Supporters of front-of-pack Guideline Daily Amount labelling have been given a major boost by a European Commission proposal to make the system mandatory across the EU.
In plans for a shake-up of food labelling, not yet published but seen by The Grocer, the Commission said the amount of energy, fat, saturates, sugar and salt in a product should be "included in the principal field of vision of the package" - effectively on the front of the pack.
The quantity of each nutrient in the product should also be "expressed as a percentage of the reference intakes", the Commission said.
The standard format for this would be for 100g or 100ml. However, where a food was sold in a single portion - such as a packet of crisps - it would be acceptable to express percentage reference intake on a portion basis. Percentages could also be expressed on a portion basis where the Commission had already agreed on a standard, guideline portion size for a product category.
This is good news for manufacturers of products eaten in much smaller portions than 100g. Breakfast cereal companies, who favour GDAs, are working on agreeing a standard portion size, which they will ask the Commission to accept as a guideline.

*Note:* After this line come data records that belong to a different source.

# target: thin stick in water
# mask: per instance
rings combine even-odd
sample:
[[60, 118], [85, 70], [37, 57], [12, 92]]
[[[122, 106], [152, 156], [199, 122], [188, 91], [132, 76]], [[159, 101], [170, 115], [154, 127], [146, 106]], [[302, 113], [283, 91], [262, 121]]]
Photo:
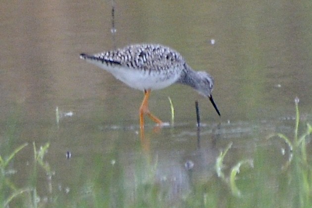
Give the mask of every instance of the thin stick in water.
[[196, 118], [197, 120], [197, 127], [200, 127], [201, 125], [201, 118], [199, 112], [199, 106], [198, 105], [198, 101], [195, 101], [195, 108], [196, 109]]

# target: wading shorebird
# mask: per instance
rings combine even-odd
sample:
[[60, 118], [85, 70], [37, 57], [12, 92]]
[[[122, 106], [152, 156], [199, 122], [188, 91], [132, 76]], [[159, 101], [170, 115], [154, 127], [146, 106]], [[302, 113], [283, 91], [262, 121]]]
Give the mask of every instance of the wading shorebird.
[[128, 86], [144, 92], [139, 111], [141, 129], [144, 128], [144, 114], [158, 125], [163, 124], [149, 110], [149, 98], [152, 90], [174, 83], [189, 85], [209, 98], [220, 115], [211, 95], [212, 77], [206, 72], [193, 70], [179, 52], [170, 48], [156, 44], [133, 45], [94, 55], [81, 53], [80, 58], [105, 69]]

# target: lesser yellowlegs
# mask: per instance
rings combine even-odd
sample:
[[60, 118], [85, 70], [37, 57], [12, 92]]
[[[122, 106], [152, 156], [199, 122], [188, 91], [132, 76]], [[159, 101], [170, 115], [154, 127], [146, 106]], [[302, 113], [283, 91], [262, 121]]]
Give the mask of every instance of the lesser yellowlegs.
[[208, 98], [220, 115], [211, 95], [212, 77], [204, 71], [194, 71], [179, 52], [170, 48], [154, 44], [133, 45], [94, 55], [81, 53], [80, 58], [110, 72], [128, 86], [144, 92], [140, 108], [141, 129], [144, 127], [144, 114], [159, 125], [163, 124], [149, 110], [151, 91], [164, 88], [174, 83], [189, 85]]

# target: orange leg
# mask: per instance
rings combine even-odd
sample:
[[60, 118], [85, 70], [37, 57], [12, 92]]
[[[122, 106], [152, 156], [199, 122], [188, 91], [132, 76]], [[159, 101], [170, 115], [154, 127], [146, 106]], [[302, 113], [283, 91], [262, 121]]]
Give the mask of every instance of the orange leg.
[[144, 91], [144, 99], [142, 104], [140, 107], [140, 128], [143, 129], [144, 128], [144, 114], [146, 114], [151, 118], [155, 123], [157, 123], [158, 125], [161, 125], [163, 122], [157, 117], [154, 115], [149, 110], [149, 98], [151, 94], [151, 90], [146, 90]]

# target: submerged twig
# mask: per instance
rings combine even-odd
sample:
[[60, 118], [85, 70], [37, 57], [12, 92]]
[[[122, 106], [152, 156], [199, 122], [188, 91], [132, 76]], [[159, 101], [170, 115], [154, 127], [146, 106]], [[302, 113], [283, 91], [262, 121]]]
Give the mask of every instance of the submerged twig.
[[201, 126], [201, 117], [200, 115], [198, 101], [195, 101], [195, 108], [196, 110], [196, 120], [197, 121], [197, 127], [199, 128]]

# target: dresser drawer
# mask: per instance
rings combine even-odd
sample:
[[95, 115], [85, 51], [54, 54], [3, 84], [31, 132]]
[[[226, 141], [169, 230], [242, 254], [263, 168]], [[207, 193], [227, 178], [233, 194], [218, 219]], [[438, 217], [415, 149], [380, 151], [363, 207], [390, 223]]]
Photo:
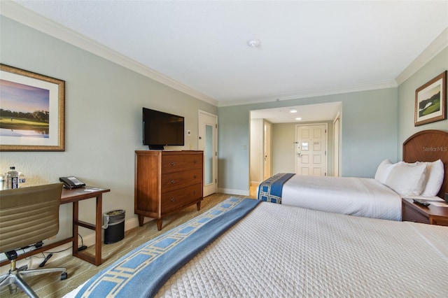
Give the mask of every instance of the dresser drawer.
[[191, 169], [202, 169], [202, 154], [162, 156], [162, 173], [178, 172]]
[[161, 207], [162, 215], [184, 206], [191, 205], [192, 203], [202, 199], [202, 184], [193, 185], [172, 190], [162, 194]]
[[193, 169], [183, 172], [169, 173], [162, 175], [162, 192], [185, 187], [202, 181], [202, 169]]

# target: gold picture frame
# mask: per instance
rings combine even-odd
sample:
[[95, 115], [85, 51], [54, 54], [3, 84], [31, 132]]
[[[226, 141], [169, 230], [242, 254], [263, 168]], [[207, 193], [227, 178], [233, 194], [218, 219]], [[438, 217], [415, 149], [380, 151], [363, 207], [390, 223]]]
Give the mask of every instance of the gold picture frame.
[[447, 118], [447, 71], [415, 90], [414, 126]]
[[65, 150], [65, 81], [0, 64], [0, 151]]

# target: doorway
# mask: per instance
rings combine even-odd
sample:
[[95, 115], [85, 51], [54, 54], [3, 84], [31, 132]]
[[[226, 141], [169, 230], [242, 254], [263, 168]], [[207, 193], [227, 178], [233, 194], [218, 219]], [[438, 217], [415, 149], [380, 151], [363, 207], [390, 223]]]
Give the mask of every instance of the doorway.
[[272, 125], [267, 121], [263, 121], [263, 180], [272, 176], [271, 171], [271, 132]]
[[295, 173], [328, 176], [326, 123], [295, 126]]
[[218, 116], [199, 111], [197, 148], [204, 151], [203, 196], [216, 192], [218, 182]]

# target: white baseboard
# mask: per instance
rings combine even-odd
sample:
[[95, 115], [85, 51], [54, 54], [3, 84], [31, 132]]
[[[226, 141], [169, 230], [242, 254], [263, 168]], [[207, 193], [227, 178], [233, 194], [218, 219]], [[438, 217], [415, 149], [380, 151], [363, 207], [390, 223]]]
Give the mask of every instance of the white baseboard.
[[248, 196], [249, 191], [248, 190], [230, 190], [229, 188], [218, 188], [218, 192], [220, 192], [223, 194], [236, 194], [239, 196]]

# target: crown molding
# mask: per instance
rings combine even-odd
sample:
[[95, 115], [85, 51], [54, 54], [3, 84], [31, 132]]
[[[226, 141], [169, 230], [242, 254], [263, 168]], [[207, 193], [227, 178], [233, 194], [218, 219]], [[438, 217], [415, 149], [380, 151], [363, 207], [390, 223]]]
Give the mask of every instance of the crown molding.
[[354, 86], [343, 87], [333, 89], [322, 89], [315, 90], [307, 90], [300, 92], [285, 93], [279, 95], [260, 97], [253, 99], [246, 99], [238, 101], [219, 101], [218, 107], [241, 106], [244, 104], [261, 104], [266, 102], [278, 101], [281, 100], [299, 99], [308, 97], [316, 97], [326, 95], [334, 95], [343, 93], [351, 93], [360, 91], [374, 90], [377, 89], [386, 89], [396, 87], [395, 80], [368, 83]]
[[215, 106], [218, 101], [138, 63], [74, 31], [40, 15], [17, 3], [1, 0], [0, 14], [71, 45], [90, 52], [157, 82]]
[[448, 27], [445, 28], [434, 41], [396, 78], [397, 84], [400, 85], [403, 83], [447, 47], [448, 47]]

The Commission has also proposed making it compulsory to display the energy content of alcoholic drinks over 1.2% abv on pack. However, it is suggesting that unprocessed single ingredient foods, such as fruit and vegetables, should be exempt from the requirements.
Other exemptions include bottled water, tea, vinegar and single ingredient foods that have only been subject to smoking or maturing.
Although supporters of pure multiple traffic lights will be disappointed, the Commission's proposals do not necessarily mean the end of red lights on food and drink.
Provided food suppliers and retailers meet the legal obligations on labelling, they could be permitted to add extra information, such as traffic lights. These could be introduced via "soft law instruments, such as recommendations, guidance, standards or any other non-binding rules", but only after "sound consumer research" and "extensive consultation with a wide range of stakeholders".
The Food Standards Agency, which is about to begin a major research project into whether GDAs, traffic lights or a mix of the two is the most effective front-of-pack nutrition labelling system, declined to discuss the proposals.
A spokeswoman for the agency, which favours pure traffic lights, said: "We expect to see the proposal in December and will consider it carefully."
Jane Holdsworth, director of the GDA Campaign, which is backed by the Food and Drink Federation, said: "It's early days, but we're pleased the Commission appears to recognise the value of GDAs in terms of helping consumers understand food labelling."
The debate over front-of-pack nutrition labelling has divided the food industry, with Tesco and major manufacturers preferring pure GDAs while others, including Sainsbury's, have adopted the traffic lights approach. Asda has decided to use a hybrid approach, which combines both.